Inferring Demographic Data of Marginalized Users in Twitter with Computer Vision APIs

Inferring demographic intelligence from unlabeled social media data is an actively growing area of research, challenged by low availability of ground truth annotated training corpora. High-accuracy approaches for labeling demographic traits of social media users employ various heuristics that do not scale up and often discount non-English texts and marginalized users. First, we present a framework for inferring the demographic attributes of Twitter users from their profile pictures (avatars) using the Microsoft Azure Face API. Second, we measure the inter-rater agreement between annotations made using our framework against two pre-labeled samples of Twitter users (N1=1163; N2=659) whose age labels were manually annotated.

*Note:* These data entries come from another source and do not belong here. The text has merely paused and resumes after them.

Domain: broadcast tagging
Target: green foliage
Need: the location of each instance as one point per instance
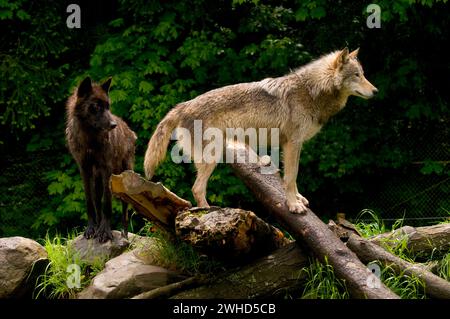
(444, 267)
(406, 286)
(31, 65)
(369, 223)
(53, 283)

Our results indicate that the strength of the inter-rater agreement (Gwet’s AC1=0.89; 0.90) between the gold standard and our approach is ‘very good’ for labelling the age group of users. The paper provides a use case of Computer Vision for enabling the development of large cross-sectional labeled datasets, and further advances novel solutions in the field of demographic inference from short social media texts.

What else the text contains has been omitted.